Assim que começa a segunda parte, acompanhamos a pequena Deqo perdida por Hargeisa. Ela não quer voltar ao campo de refugiados e arranja um jeito de sobreviver sozinha. Até ser presa por engano com um grupo de estudantes e, na cadeia, conhecer Nasra, uma prostituta que acolhe a menina assim que elas deixam a prisão. Deqo é muito jovem, ingênua e não tem noção alguma do que acontece à sua volta, apesar de ser esperta o bastante para saber se virar sozinha. Mas ela não percebe, por exemplo, que há algo acontecendo na cidade, que conflitos surgem a cada canto e que a vida não será mais a mesma dali a poucas semanas. Talvez por conta dessa “cegueira” da menina à realidade, esse primeiro capítulo da segunda parte não seja tão interessante, sendo escrito com muitas descrições breves e diálogos. Mas mesmo assim, a personagem tem seus momentos em que percebe a precariedade da sua situação, como quando avista o protesto de estudantes pela primeira vez:

“Deqo revira os olhos; sente-se superior a essas meninas ingênuas e protegidas que protestam sem saber nada do que é o mundo real. Elas são incapazes de apreciar o teto que as manterá secas, os corpos que as manterão aquecidas, a torneira que, pingando no canto, saciará sua sede.”

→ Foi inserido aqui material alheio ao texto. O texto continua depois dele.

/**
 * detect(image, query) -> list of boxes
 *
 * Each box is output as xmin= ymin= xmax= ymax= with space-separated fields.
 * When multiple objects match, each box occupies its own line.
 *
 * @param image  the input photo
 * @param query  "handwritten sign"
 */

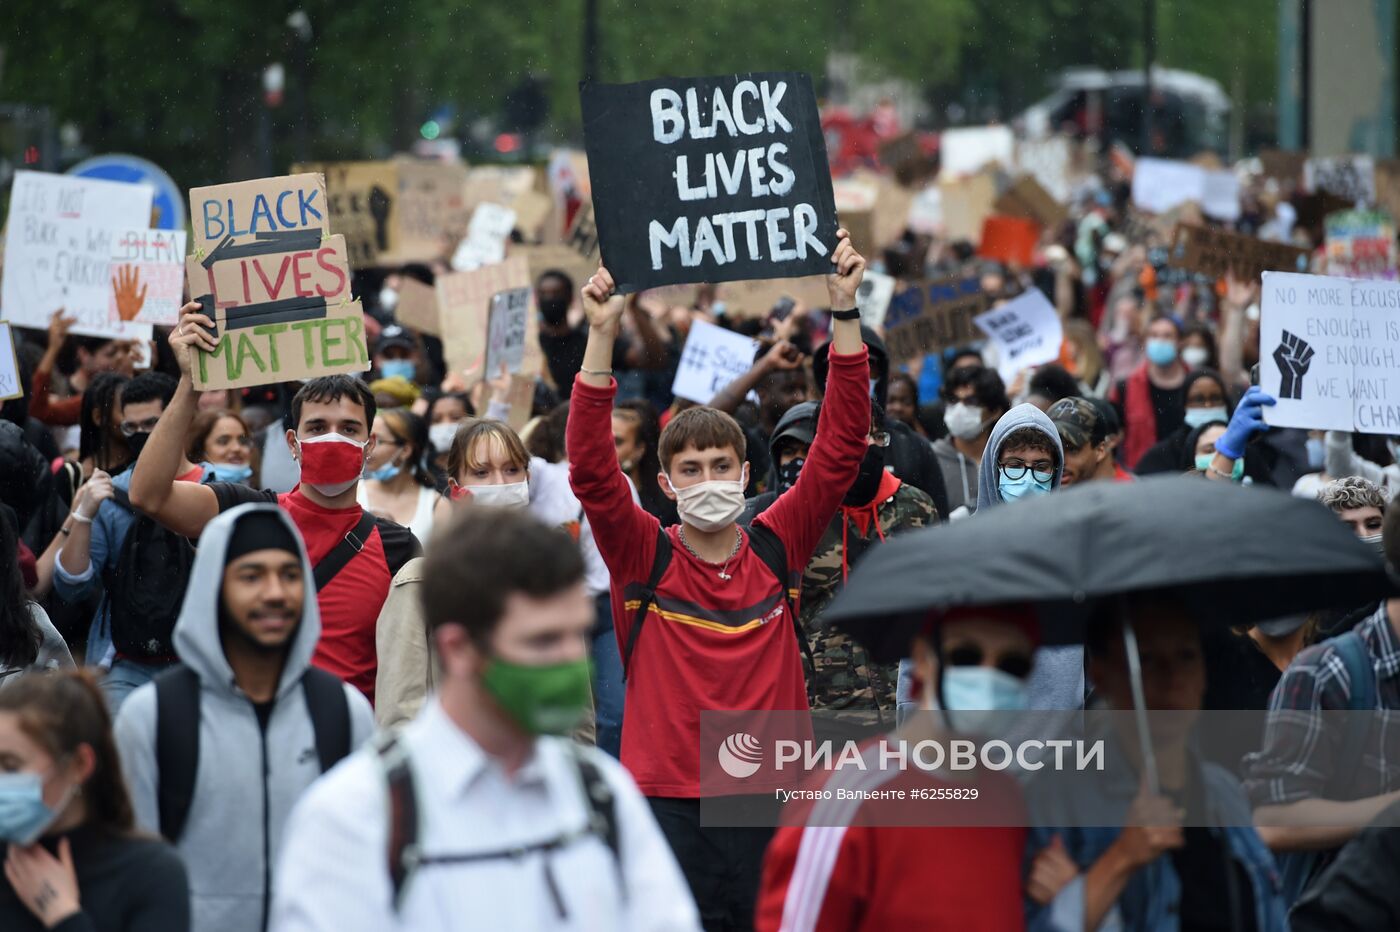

Quando passa a narrar sob o ponto de vista de Kawsar é que percebemos o conflito que se forma na Somália. Acamada depois das agressões de Filsan, Kawsar está sob os cuidados de Nurto, jovem prima de uma vizinha, incumbida de alimentar e banhar a senhora. É da cama que ela observa tudo o que está prestes a acontecer, mas mais do que isso, é lá que ela relembra o seu passado e aqueles que perdeu. A única coisa que interessa a Kawsar é permanecer no lugar em que sempre viveu, ao lado do pomar que cuidou com toda a dedicação que daria à filha se ainda estivesse viva. Cada árvore do pomar representa, para ela, uma vida que não será ceifada pelo regime. É dele que vem o nome do livro, e é nele que ela resolve colocar os pés quando os rebeldes estão prestes a invadir a cidade. A dor de Kawsar é mais palpável do que o deslumbre e desconhecimento de Deqo, e o livro começa a ganhar um contorno mais definido e interessante.

Com Filsan, é claro, o conflito está acontecendo na frente de nossos olhos. Solitária na cidade, ela só quer exercer sua função como bom soldado, mas não consegue esconder a insatisfação de ter sido sempre sozinha, de não ter ninguém ao seu lado, de não ser reconhecida devidamente pelos seus serviços. Constantemente se pega pensando no pai, que até então ela queria agradar e dar orgulho, apesar de toda a rigidez com que ele a criou – a mãe de Filsan “abandonou” a família para se casar com outro homem, e o seu pai a afastou da mãe. As relações familiares conturbadas afetaram a soldado na vida adulta, deixando-a com dificuldades para se relacionar com as pessoas, principalmente com os homens. Esses capítulos sobre Kawsar e Filsan são os mais interessantes porque eles criam um bom background para as personagens. Não são só pessoas jogadas no meio de uma cidade entrando em ruínas, elas sabem o que está prestes a acontecer e suas ações são guiadas pelo passado e o que preveem do futuro.

Por fim, na terceira parte, o conflito se desenrola: os rebeldes invadem Hargeisa, o exército é combatido e a cidade fica em ruínas. Num cenário mórbido e sem esperanças, elas ainda tentam sobreviver. É aí que entra o negócio do destino que falei lá em cima: as três se reencontram em um contexto diferente, sabendo que escapar do fim é mais importante do que havia acontecido algumas semanas antes. Mas assim como Nadifa é objetiva na primeira parte do livro, o desenrolar da história é acelerado.

Apesar de poder ter se saído melhor no desenvolvimento, Nadifa Mohamed agradou de verdade em uma coisa: a independência das personagens. As três são mulheres que não se submetem aos homens e às adversidades. Deqo sabe, apesar da pouca idade, fugir das ameaças; Filsan, mesmo querendo ascender na carreira, quer que isso seja feito pelo seu esforço profissional, e não por se deitar com um superior; Kawsar simplesmente se encheu de ter que engolir qualquer coisa que o regime lhe pede e faz sua rebelião pessoal. São mulheres que sabem que o mundo, para elas, é ainda mais perigoso, e é isso o que as une no final. Um final bonito, aliás, apesar da destruição e das mortes.